I just experimented with the SSE option "denormals are zeros" through setting this option with _mm_setcsr( _mm_getcsr() | 0x40 ).
I found an in interesting thing: this doesn't prevent SSE from generating denormals when both operands are non-denormal!
It just makes SSE consider denormal operands as if they were zeros.
As I explained I know what this option does. But what is this option good for?
Addendum
I just read the Intel article linked by user nucleon. And I was curious about the performance impact of denormals on SSE computations.

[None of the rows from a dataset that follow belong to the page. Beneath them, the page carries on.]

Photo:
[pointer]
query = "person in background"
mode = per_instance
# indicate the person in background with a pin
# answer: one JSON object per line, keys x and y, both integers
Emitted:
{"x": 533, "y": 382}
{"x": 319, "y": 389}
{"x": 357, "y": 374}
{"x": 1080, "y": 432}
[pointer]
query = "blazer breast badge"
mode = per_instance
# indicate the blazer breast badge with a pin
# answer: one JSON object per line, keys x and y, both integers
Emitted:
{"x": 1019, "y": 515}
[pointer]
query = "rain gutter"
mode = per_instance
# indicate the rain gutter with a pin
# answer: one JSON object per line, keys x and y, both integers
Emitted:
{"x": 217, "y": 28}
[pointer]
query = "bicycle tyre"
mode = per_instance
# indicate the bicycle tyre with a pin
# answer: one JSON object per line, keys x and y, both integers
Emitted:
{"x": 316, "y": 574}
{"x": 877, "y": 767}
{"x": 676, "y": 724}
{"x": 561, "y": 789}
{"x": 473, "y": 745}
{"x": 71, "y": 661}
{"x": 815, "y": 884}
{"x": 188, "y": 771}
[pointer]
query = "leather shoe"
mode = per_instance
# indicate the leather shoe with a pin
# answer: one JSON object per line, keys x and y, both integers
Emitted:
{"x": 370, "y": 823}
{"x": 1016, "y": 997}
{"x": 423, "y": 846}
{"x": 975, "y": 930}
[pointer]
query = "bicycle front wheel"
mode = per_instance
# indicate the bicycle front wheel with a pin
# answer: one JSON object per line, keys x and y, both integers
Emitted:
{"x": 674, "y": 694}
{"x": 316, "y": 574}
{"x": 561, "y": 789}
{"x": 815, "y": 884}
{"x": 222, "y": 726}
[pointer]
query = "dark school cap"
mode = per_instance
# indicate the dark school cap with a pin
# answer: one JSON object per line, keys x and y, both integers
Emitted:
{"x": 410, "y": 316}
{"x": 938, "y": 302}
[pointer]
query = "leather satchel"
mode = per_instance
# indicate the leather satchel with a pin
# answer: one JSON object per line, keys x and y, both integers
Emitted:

So I wrote a little Windows program to test this:
#include <windows.h>
#include <intrin.h>
#include <iostream>
using namespace std;
union DBL
{
DWORDLONG dwlValue;
double value;
};
int main()
{
DWORDLONG dwlTicks;
DBL d;
double sum;
dwlTicks = __rdtsc();
for( d.dwlValue = 0, sum = 0.0; d.dwlValue < 100000000; d.dwlValue++ )
sum += d.value;
dwlTicks = __rdtsc() - dwlTicks;
cout << sum << endl;
cout << dwlTicks / 100000000.0 << endl;
dwlTicks = __rdtsc();
for( d.dwlValue = 0x0010000000000000u, sum = 0.0;
d.dwlValue < (0x0010000000000000u + 100000000); d.dwlValue++ )
sum += d.value;
dwlTicks = __rdtsc() - dwlTicks;
cout << sum << endl;
cout << dwlTicks / 100000000.0 << endl;
return 0;
}
(I printed the sums only to prevent the compiler from optimizing away the summation.)
The result is that on my Xeon E3-1240 (Skylake), each iteration takes four clock-cycles when "d" is non-denormal. When "d" is a denormal, each iteration takes about 150 clock cycles! I'd never believe denormals would have such a huge performance impact if I hadn't seen the opposite.